Égypte : Journées à haut risque

Dans l’attente des résultats de la présidentielle, et alors que l’armée tente de reprendre le pouvoir, le pays connaît une tension extrême.

Denis Sieffert  • 21 juin 2012 abonné·es

Dans l’attente de la proclamation officielle, prévue jeudi, des résultats de l’élection présidentielle, l’Égypte connaissait en début de semaine une grande confusion institutionnelle et politique. Deux processus se poursuivent parallèlement. L’un est électoral et, en dépit des difficultés, il serait encourageant si, en même temps, il n’était pas contredit par une série de décisions prises par l’armée pour conserver l’essentiel du pouvoir. Lundi soir, au lendemain du scrutin des 16 et 17 juin, les Frères musulmans revendiquaient la victoire pour leur candidat, Mohammed Morsi, qui devancerait de justesse Ahmad Chafiq, dernier Premier ministre d’Hosni Moubarak. Mais du côté de Chafiq, on était loin de s’avouer vaincu.

Prenant les devants, Mohammed Morsi a rapidement prononcé une déclaration très « présidentielle ». Il s’est engagé à travailler « main dans la main avec les Égyptiens pour un avenir meilleur, pour la liberté, la démocratie et la paix », et à servir « tous les Égyptiens » quelle que soit leur obédience politique ou religieuse. Mais de quel pouvoir réel disposera le futur président ? À mesure que les jours passent, la marge de manœuvre du vainqueur de l’élection s’amenuise. Après la décision de la Haute Cour constitutionnelle de dissoudre la Chambre des députés, dominée par les Frères musulmans depuis les législatives de novembre, le Conseil supérieur des forces armées (CSFA) a annoncé lundi qu’il exercerait le pouvoir législatif jusqu’à l’élection d’une nouvelle Assemblée du peuple. Et le même CSFA a indiqué qu’il garderait le contrôle de plusieurs verrous institutionnels au nom de « l’équilibre des pouvoirs ». Des décisions vivement contestées par les Frères musulmans, pour qui « le Conseil militaire n’a pas le pouvoir de dissoudre l’Assemblée ». La confrérie devait d’ailleurs participer aux manifestations « contre le coup constitutionnel » convoquées mardi par des militants prodémocratie. « L’armée remet le pouvoir à l’armée », ironisait lundi le quotidien indépendant al-Masri al-Youm, tandis qu’un autre journal indépendant, al-Chourouq, titrait « Un président sans pouvoir ». La tension risque d’être à son comble en cas de victoire proclamée de Chafiq, ce qui, au total, rendrait la quasi-totalité des pouvoirs à l’armée.
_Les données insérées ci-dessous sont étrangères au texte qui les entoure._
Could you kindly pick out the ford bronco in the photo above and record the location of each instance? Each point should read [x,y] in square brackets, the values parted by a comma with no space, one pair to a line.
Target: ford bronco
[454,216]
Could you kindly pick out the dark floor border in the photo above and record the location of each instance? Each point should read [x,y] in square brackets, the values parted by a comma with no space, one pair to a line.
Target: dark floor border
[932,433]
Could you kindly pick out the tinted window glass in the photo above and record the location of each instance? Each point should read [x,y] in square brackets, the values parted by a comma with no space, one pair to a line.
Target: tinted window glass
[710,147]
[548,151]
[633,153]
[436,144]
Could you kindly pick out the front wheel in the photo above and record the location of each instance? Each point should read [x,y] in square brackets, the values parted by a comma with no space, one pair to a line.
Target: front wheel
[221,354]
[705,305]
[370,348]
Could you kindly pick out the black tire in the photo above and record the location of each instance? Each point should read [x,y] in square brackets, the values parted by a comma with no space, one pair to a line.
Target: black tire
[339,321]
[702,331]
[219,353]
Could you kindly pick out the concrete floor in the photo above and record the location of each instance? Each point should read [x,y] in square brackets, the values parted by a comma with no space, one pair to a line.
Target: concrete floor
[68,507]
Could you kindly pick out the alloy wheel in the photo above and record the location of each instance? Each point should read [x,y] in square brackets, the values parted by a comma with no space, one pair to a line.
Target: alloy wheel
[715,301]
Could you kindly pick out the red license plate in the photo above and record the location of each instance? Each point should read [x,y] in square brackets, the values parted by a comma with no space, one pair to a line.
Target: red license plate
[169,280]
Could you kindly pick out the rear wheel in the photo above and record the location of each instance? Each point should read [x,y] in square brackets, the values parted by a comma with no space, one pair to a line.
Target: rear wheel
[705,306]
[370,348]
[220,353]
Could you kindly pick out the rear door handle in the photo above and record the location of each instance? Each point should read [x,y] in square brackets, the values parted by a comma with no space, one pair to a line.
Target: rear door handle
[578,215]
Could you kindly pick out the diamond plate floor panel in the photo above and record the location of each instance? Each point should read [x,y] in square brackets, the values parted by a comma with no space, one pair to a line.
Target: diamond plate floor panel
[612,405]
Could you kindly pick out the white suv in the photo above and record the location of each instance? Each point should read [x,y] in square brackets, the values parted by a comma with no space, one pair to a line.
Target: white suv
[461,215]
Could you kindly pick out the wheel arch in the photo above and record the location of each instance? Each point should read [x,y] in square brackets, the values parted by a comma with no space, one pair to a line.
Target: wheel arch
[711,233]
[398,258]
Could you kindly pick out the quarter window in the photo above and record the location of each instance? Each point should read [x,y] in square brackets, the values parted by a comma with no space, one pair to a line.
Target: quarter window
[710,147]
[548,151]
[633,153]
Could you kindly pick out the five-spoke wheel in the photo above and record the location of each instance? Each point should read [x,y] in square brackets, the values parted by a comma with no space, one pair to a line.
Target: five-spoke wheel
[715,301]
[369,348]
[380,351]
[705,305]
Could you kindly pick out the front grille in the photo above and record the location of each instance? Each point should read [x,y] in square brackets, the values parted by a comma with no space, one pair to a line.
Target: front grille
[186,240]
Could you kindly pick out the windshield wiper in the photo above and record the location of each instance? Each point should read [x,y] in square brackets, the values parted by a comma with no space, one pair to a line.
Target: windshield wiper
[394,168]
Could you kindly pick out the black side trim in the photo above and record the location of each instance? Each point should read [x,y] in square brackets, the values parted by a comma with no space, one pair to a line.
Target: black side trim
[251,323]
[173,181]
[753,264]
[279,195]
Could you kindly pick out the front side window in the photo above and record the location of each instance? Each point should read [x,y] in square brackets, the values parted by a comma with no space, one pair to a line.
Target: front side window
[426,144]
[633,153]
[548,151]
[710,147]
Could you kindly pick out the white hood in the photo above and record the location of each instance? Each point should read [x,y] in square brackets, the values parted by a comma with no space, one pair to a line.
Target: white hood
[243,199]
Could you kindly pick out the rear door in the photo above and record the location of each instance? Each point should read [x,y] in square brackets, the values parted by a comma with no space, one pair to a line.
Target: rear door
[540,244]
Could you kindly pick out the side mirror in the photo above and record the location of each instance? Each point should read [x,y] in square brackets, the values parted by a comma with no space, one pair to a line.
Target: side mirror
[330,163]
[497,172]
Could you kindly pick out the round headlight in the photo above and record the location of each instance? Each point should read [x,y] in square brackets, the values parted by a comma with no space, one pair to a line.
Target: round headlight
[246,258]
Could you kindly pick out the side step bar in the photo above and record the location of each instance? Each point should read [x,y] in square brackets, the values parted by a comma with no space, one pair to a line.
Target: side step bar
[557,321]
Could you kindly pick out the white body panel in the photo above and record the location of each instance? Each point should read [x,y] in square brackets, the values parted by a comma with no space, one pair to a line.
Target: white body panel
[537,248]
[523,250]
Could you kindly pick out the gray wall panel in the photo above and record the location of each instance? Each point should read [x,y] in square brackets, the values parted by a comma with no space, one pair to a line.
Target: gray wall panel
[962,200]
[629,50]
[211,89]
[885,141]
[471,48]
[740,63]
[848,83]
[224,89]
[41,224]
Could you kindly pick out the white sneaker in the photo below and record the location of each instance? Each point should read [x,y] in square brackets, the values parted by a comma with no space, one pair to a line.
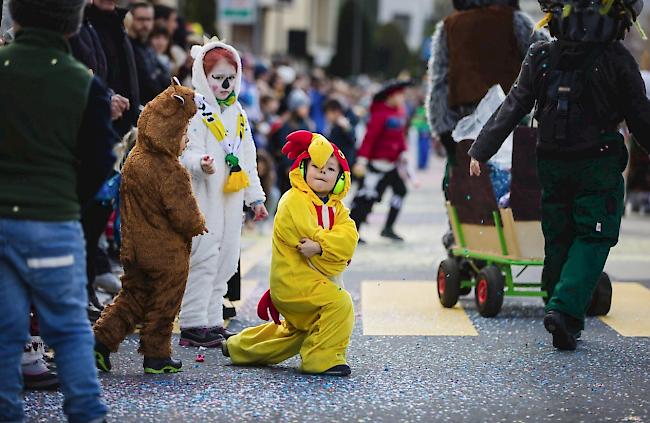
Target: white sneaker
[108,282]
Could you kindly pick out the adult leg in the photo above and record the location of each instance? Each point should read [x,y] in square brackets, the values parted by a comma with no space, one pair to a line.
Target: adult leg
[14,327]
[57,280]
[597,216]
[399,192]
[119,319]
[557,221]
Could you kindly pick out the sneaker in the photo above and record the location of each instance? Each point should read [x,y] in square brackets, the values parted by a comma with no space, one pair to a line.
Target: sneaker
[390,234]
[102,357]
[45,381]
[200,337]
[224,348]
[158,366]
[221,331]
[557,324]
[229,312]
[108,282]
[340,370]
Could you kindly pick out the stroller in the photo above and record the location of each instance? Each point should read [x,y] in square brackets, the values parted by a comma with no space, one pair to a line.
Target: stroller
[489,240]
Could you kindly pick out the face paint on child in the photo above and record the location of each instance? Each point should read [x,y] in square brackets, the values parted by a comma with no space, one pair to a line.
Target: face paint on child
[221,79]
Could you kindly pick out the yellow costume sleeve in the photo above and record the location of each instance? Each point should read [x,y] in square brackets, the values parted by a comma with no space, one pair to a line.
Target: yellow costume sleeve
[338,244]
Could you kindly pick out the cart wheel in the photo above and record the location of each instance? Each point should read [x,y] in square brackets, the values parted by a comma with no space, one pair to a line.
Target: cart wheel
[489,291]
[448,282]
[601,300]
[465,274]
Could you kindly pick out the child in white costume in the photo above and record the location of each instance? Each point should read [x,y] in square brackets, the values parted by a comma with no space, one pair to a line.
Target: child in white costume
[221,158]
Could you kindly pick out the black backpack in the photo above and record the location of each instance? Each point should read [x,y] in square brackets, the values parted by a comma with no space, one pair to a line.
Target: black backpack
[570,115]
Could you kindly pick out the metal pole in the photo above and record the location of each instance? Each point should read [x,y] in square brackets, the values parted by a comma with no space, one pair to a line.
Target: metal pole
[356,40]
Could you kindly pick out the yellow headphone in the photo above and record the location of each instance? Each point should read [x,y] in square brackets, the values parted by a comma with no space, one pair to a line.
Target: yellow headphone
[340,182]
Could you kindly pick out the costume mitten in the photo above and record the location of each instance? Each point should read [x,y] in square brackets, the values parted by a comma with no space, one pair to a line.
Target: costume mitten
[266,307]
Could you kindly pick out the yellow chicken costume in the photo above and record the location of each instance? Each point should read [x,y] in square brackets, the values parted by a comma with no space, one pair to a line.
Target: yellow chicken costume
[318,312]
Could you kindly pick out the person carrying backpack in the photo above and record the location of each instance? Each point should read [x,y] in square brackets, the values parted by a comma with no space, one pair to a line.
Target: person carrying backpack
[582,84]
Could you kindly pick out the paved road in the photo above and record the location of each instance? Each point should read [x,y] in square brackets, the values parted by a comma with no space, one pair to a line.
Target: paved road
[412,360]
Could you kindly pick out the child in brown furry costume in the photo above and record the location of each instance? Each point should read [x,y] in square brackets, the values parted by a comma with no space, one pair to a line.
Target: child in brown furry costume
[160,217]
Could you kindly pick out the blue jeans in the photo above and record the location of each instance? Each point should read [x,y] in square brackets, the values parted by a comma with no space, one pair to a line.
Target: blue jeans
[43,263]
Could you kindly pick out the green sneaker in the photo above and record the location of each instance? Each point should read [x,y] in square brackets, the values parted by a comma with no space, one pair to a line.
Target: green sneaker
[102,357]
[158,366]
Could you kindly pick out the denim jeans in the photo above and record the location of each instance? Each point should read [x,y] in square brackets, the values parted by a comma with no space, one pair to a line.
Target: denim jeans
[43,263]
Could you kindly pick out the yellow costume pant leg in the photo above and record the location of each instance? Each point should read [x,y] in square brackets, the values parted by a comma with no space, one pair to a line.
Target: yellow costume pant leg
[265,344]
[329,335]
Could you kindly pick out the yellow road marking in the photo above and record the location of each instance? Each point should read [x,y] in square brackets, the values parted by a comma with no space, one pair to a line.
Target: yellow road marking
[630,312]
[410,308]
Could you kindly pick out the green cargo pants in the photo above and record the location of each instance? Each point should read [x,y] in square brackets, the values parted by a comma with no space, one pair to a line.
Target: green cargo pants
[582,205]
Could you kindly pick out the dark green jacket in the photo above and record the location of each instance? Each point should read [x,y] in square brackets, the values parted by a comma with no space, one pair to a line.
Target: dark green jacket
[56,136]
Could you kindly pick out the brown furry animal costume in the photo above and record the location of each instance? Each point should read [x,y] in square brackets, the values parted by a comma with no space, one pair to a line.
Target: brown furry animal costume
[160,217]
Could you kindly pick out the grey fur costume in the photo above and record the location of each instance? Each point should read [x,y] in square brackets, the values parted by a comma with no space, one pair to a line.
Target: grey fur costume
[440,116]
Après un an et demi de soulèvements, puis l’entame d’un réel processus démocratique, on en reviendrait à un pouvoir militaire. Ce scénario dramatique est-il plausible ? Ce serait sans compter avec la dynamique révolutionnaire. À moins d’une répression anglante « à la syrienne », il sera difficile à l’armée d’effacer un mouvement qui travaille en profondeur la société égyptienne.

On peut donc imaginer que les différentes mesures prises par le CSFA pour se réapproprier le pouvoir constituent un dernier soubresaut de la dictature. Pour les hiérarques de l’armée, l’enjeu est d’importance. Il s’agit de conserver tous les privilèges et avantages matériels dont s’est dotée une caste en soixante ans de monopole du pouvoir. L’armée peut s’appuyer sur une partie de la population, lasse des désordres. En particulier une bourgeoisie d’affaires liée à l’industrie du tourisme. En Égypte, les prochains jours sont à haut risque.